Vampire is 16"T 12"W Lady is 16"T 9.5"W amd the boy is 13.5"T and 10"W


----------



## turtle2778 (Jul 9, 2006)

And i let that one slide pops.


----------



## Spookineer (Aug 20, 2006)

Thanks kid, appriciate it.


----------



## Haunted Bayou (Feb 16, 2007)

I was disappointed in the Donna the Dead. It is less than 5 feet tall and has the same sound track as the Zombie Bride. I was itching to get it until I saw it out of the box at Garden Ridge.

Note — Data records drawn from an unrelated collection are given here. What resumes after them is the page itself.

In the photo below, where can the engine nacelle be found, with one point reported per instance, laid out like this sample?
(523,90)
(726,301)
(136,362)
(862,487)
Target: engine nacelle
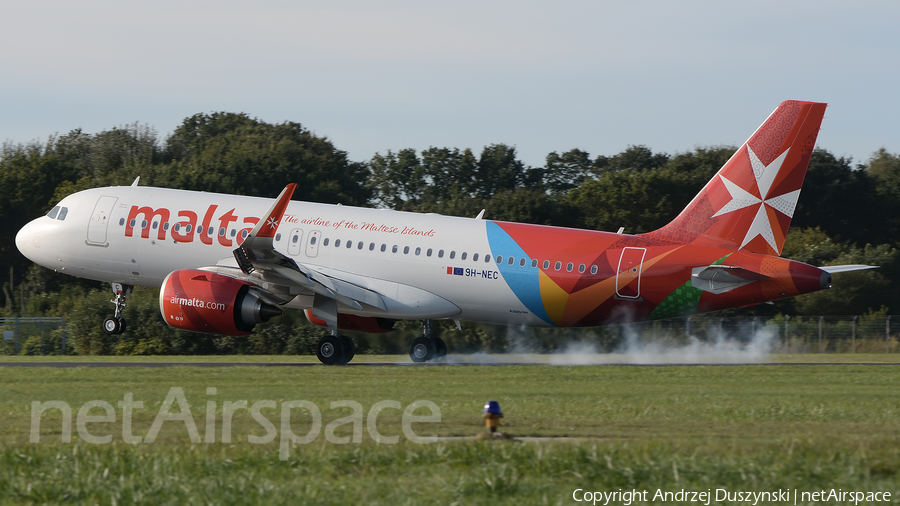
(355,323)
(202,301)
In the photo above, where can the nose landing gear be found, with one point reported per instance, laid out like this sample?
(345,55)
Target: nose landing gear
(427,347)
(333,349)
(115,324)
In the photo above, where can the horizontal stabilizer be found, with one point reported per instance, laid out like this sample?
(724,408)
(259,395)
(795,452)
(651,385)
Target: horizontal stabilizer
(831,269)
(718,279)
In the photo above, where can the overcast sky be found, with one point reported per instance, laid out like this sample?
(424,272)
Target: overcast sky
(542,76)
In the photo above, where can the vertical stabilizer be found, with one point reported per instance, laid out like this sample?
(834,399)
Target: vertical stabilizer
(749,203)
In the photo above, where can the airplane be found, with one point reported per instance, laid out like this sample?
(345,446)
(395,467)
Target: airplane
(225,263)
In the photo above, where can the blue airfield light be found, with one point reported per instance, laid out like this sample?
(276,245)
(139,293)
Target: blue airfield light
(492,415)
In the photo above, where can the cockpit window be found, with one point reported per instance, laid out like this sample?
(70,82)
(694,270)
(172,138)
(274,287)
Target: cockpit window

I wonder if it can be modified?

Thanks for the shopping list. Everything looks awesome. 
Love the vampire, bustesses and the caged skelly.
I think those bustesses would look cool on grave stones.


----------



## turtle2778 (Jul 9, 2006)

Im not going to use standing anyway. I plan to put her in a bed all tied up like the exorsist chick. I think itll be perfect for it.


----------



## wolfen manor (Feb 26, 2006)

Thanks for the preview turtle...still nothing like that up here yet.


----------



## Hauntiholik (May 17, 2006)

turtle2778 said:


> OOOh slimy good thing you said that. A few of my things are from garden ridge. Im sorry i was jsut excited about the stuff and lumped this in with the micheals stuff. The vampire guy that hangs is GR and so are the 2 talking skulls.


Dang it! Here I got all excited 'cause I need the skull with the eyeballs.


----------



## turtle2778 (Jul 9, 2006)

Hauntie ya know ill be happy to get that for you.


----------



## Hauntiholik (May 17, 2006)

turtle2778 said:


> Hauntie ya know ill be happy to get that for you.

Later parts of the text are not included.